Jack Quaid Gushes About The 'Champagne' Of Reality Shows | Sorry Not Sorry
When people use the word champagne as an adjective, it's usually because the thing they're referring to is extra special in some way. In terms of television, the word is often used to describe a series that has an exceptional premise and outstanding acting. However, this can be oddly subjective, as evidenced by Jack Quaid's guilty pleasure rewatch pick.
WATCH: Jack Quaid Gushes About The 'Champagne' Of Reality Shows
Speaking to JustWatch, while promoting the final season of Prime Video's The Boys, Quaid used the word when talking about Survivor. "I just got into Survivor," the actor revealed. "I started watching old seasons. I never really watched it before. I wanted to catch up as best I could for the current season. Season 50. And I'm obsessed with it. I think it's like the champagne of reality shows."
It's an interesting way to frame a reality show since it's one of the cheapest, most mind-numbing genres of television. But since the show is currently in its 50th season, it's definitely got something going for it. If you can get past how producers actively manipulate the so-called reality by casting specific personality types and editing conversations to create drama, the premise can piqué one's interest.
The show tosses a group of strangers into an isolated location and essentially tests how they behave when every comfort is stripped away, and social order has to be rebuilt from scratch. And the winner gets a pretty large cash prize. The format didn't begin in the U.S. It traces back to Robinson (originally Expedition Robinson), a Swedish reality series that first aired in 1997.
The concept itself had been developed earlier in 1994 by Charlie Parsons for Planet 24, inspired in part by survival stories like Daniel Defoe's 1719 novel Robinson Crusoe and Johann David Wyss' 1812 novel, The Swiss Family Robinson. The idea eventually became one of the most exported television formats in the world, with the American version debuting on CBS in 2000.
'Survivor' Rewrote The Rules Of Reality TV
Across various global versions of Survivor, the structure of the show has remained consistent. Early in the game, the contestants are divided into tribes and compete in challenges for rewards (like pizza and chocolate) and immunity. Losing often leads directly to the Tribal Council, where players vote each other out. At a certain point, the tribes merge into one group. From there, survival becomes secondary to strategy, and elimination continues until only one person remains.

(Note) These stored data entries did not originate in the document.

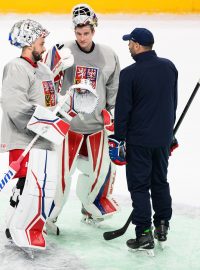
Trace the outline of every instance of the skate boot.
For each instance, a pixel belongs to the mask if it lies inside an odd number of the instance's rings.
[[[46,221],[46,233],[47,234],[54,234],[54,235],[60,235],[60,229],[59,227],[55,224],[57,221],[57,218],[55,219],[47,219]]]
[[[92,214],[87,212],[87,210],[83,206],[81,209],[81,213],[83,215],[81,221],[85,224],[94,225],[98,227],[99,223],[104,220],[104,218],[93,218]]]
[[[164,242],[167,240],[168,228],[165,221],[161,220],[160,225],[154,230],[154,238],[158,240],[158,244],[162,249],[164,248]]]
[[[151,229],[145,230],[136,239],[129,239],[126,242],[131,251],[146,251],[148,255],[154,256],[154,240]]]

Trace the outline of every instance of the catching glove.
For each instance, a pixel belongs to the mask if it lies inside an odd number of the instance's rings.
[[[126,164],[125,141],[118,141],[114,135],[108,136],[110,159],[116,165]]]
[[[74,57],[69,48],[64,44],[56,44],[46,54],[44,63],[51,69],[56,77],[61,71],[74,64]]]
[[[172,152],[173,152],[176,148],[178,148],[178,146],[179,146],[179,144],[178,144],[177,139],[176,139],[175,137],[173,137],[172,142],[171,142],[171,144],[170,144],[170,156],[171,156]]]

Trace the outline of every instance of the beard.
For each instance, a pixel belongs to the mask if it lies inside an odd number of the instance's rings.
[[[32,51],[32,56],[35,62],[42,60],[42,53],[39,53],[36,50]]]

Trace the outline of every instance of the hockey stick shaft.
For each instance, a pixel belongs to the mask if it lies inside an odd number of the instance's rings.
[[[183,119],[184,119],[184,117],[185,117],[185,115],[186,115],[186,113],[187,113],[187,111],[188,111],[188,109],[189,109],[189,107],[190,107],[190,105],[191,105],[191,103],[192,103],[192,101],[193,101],[199,87],[200,87],[200,79],[197,82],[194,90],[192,91],[192,94],[191,94],[187,104],[185,105],[185,108],[184,108],[181,116],[179,117],[179,120],[178,120],[177,124],[175,125],[175,128],[173,130],[174,136],[177,133],[177,131],[178,131],[178,129],[179,129],[179,127],[180,127],[180,125],[181,125],[181,123],[182,123],[182,121],[183,121]],[[115,230],[115,231],[110,231],[110,232],[105,232],[103,234],[104,239],[105,240],[112,240],[112,239],[115,239],[117,237],[122,236],[126,232],[126,230],[128,229],[128,226],[131,223],[132,215],[133,215],[133,210],[132,210],[128,220],[126,221],[125,225],[121,229],[118,229],[118,230]]]
[[[194,90],[193,90],[193,92],[192,92],[192,94],[191,94],[191,96],[190,96],[187,104],[185,105],[185,108],[184,108],[181,116],[178,119],[178,122],[175,125],[174,135],[177,133],[177,130],[179,129],[179,127],[180,127],[180,125],[181,125],[181,123],[182,123],[182,121],[183,121],[183,119],[184,119],[184,117],[185,117],[185,115],[186,115],[186,113],[187,113],[187,111],[188,111],[188,109],[189,109],[189,107],[190,107],[190,105],[191,105],[191,103],[192,103],[192,101],[193,101],[193,99],[194,99],[194,97],[195,97],[195,95],[196,95],[199,87],[200,87],[200,79],[197,82],[197,84],[196,84],[196,86],[195,86],[195,88],[194,88]]]

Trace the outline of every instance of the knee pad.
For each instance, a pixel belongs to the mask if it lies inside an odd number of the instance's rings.
[[[56,152],[31,149],[24,190],[9,226],[16,245],[46,247],[43,227],[55,194],[57,172]]]

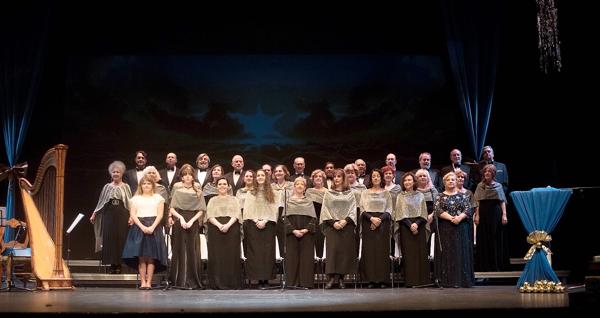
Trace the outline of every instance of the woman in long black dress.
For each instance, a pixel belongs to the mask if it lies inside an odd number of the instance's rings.
[[[125,164],[113,161],[108,166],[112,182],[102,188],[90,221],[94,224],[96,252],[102,252],[102,264],[110,264],[111,274],[121,273],[121,255],[127,238],[131,189],[123,182]]]
[[[444,287],[472,287],[473,232],[471,203],[456,188],[456,174],[444,175],[445,190],[434,205],[438,218],[435,244],[435,276]],[[439,240],[439,242],[438,242]]]
[[[294,191],[285,210],[285,270],[290,286],[313,288],[317,214],[313,202],[304,195],[306,179],[294,180]]]
[[[426,285],[431,282],[427,260],[427,206],[425,197],[416,191],[415,175],[402,176],[402,192],[396,200],[394,221],[400,234],[406,287]]]
[[[344,170],[336,169],[331,190],[323,196],[319,220],[326,240],[327,289],[333,288],[336,282],[340,288],[346,288],[345,274],[356,273],[356,206],[356,197],[346,183]]]
[[[323,196],[327,192],[327,177],[325,172],[321,169],[317,169],[310,174],[313,187],[306,189],[306,197],[309,198],[315,206],[315,212],[317,214],[317,221],[321,218],[321,206],[323,205]],[[320,227],[317,227],[315,232],[315,252],[317,257],[323,257],[323,244],[325,243],[325,236],[321,231]]]
[[[254,187],[244,202],[243,228],[246,241],[246,274],[266,289],[275,278],[275,234],[280,203],[262,169],[256,171]]]
[[[194,168],[185,164],[179,171],[181,181],[173,185],[169,209],[173,221],[170,279],[178,288],[202,289],[199,234],[206,204],[200,183],[194,181]]]
[[[248,171],[245,174],[247,175]],[[212,289],[241,288],[240,222],[242,213],[238,199],[228,194],[230,188],[226,178],[219,178],[217,180],[219,194],[208,202],[206,212],[208,220],[208,282]],[[240,190],[237,195],[240,194]]]
[[[360,197],[362,237],[361,271],[369,288],[385,288],[390,280],[392,196],[383,189],[381,170],[371,171],[371,187]]]
[[[483,180],[475,190],[479,207],[474,221],[477,225],[475,267],[477,271],[500,271],[507,261],[505,257],[504,225],[506,218],[506,196],[502,184],[496,182],[496,167],[487,164],[481,170]]]

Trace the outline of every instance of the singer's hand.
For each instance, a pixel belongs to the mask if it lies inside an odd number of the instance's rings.
[[[90,216],[90,222],[92,224],[94,224],[94,222],[96,222],[96,212],[92,213],[92,216]]]

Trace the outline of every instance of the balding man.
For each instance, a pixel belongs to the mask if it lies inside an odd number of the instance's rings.
[[[441,170],[441,178],[444,179],[444,176],[448,174],[448,172],[456,172],[458,169],[462,170],[467,176],[465,179],[464,187],[471,190],[473,188],[473,183],[470,178],[471,175],[471,166],[466,165],[462,162],[462,152],[458,149],[452,149],[450,151],[450,161],[452,162],[449,166],[445,166]],[[474,189],[473,189],[474,190]]]
[[[296,157],[294,159],[294,173],[290,175],[290,181],[294,182],[296,178],[304,178],[306,179],[306,187],[312,188],[312,180],[310,179],[310,175],[304,174],[304,169],[306,169],[306,162],[303,157]]]
[[[400,182],[402,182],[402,175],[404,174],[404,171],[400,171],[400,170],[396,170],[396,155],[393,153],[389,153],[386,157],[385,157],[385,165],[392,168],[392,170],[394,170],[394,183],[395,184],[400,184]]]
[[[171,187],[180,181],[179,169],[177,168],[177,155],[169,152],[165,158],[165,164],[166,167],[161,169],[158,173],[160,174],[160,179],[163,185],[169,189],[169,192],[171,192]]]
[[[231,158],[231,167],[233,171],[228,172],[225,175],[225,179],[231,185],[233,195],[237,193],[237,190],[244,187],[244,158],[241,155],[235,155]]]
[[[367,163],[359,158],[354,161],[354,164],[357,169],[356,180],[358,183],[364,184],[365,187],[369,188],[371,186],[371,176],[367,174]]]

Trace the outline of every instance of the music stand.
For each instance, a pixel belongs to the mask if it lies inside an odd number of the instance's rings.
[[[166,269],[167,274],[164,276],[164,279],[159,283],[159,286],[157,286],[156,289],[162,289],[162,290],[179,289],[174,284],[171,284],[171,262],[173,260],[173,251],[172,251],[172,246],[171,246],[172,237],[171,236],[172,236],[172,231],[173,231],[173,225],[169,224],[168,218],[167,218],[166,224],[163,225],[163,231],[165,232],[165,241],[167,244],[167,269]],[[169,259],[169,251],[171,252],[171,259]]]
[[[67,229],[67,266],[69,266],[69,261],[71,260],[71,232],[79,224],[79,221],[83,219],[83,216],[82,213],[77,214],[77,217],[75,217],[75,220],[73,220],[73,223]]]

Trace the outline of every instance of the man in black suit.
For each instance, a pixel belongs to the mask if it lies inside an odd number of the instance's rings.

The winner is decided by players who were voted out along the way. That structure is sort of special because it's doing several things at once. It's a physical survival game, a social experiment, and a competitive elimination system that constantly changes where the power lies (the tribe, the individual, or the jury). Very few reality formats redistribute authority that deliberately.
Survivor is also part of a much longer evolution in reality television. Candid Camera (1948) focused on capturing unscripted reactions. An American Family (1973) introduced the idea of observing the real lives of actual families. And The Real World (1992) built the modern "strangers living together" structure. Survivor took a piece of all of them and added rules that actively force social breakdown.
Survivor has also maintained a rare kind of longevity for a reality competition series. It helped establish the genre as a major force in American network television in the early 2000s, consistently ranking among the most-watched programs during its early run and earning multiple Emmy nominations and wins. Jeff Probst, who has hosted since its debut, has also become inseparable from its identity.
Why To Watch 'Survivor' (And What To Watch After)
Even now, more than 50 seasons in, Survivor continues to keep things fresh while remaining anchored to the same foundational idea it began with in 1997. That's where the champagne comparison starts to make sense, even for non-fans. Unlike other reality shows that tend to chase immediacy, Survivor lets its systems interact long enough for behavior to reveal itself rather than forcing it into place.
If Survivor is your thing, the next obvious reality show to add to your watchlist is The Traitors UK (2012) or The Traitors (2023). It's the closest modern cousin to Survivor in terms of psychological pressure. The only thing the show is missing is physical deprivation. The premise is simple but volatile. A group of contestants enters a secluded castle, where a small number are secretly designated as "traitors" while the rest are "faithfuls" trying to identify them.
Each day ends in a roundtable vote where someone is banished, and each night the traitors eliminate another player in secret. It's essentially paranoia as a format, and its best moments come when players start second-guessing not just others, but their own instincts. For something closer to the endurance side of the equation, Alone (2015) pushes the survival concept in the most literal direction possible.
The premise places individuals in remote wilderness locations, where they document (by themselves) their attempt to outlast everyone else with minimal gear and no contact. There are no tribes, no alliances, and no social safety net. As a counterpoint to Survivor, it's almost starkly anti-social, but it shares the same underlying questions about what happens when structured life is stripped away.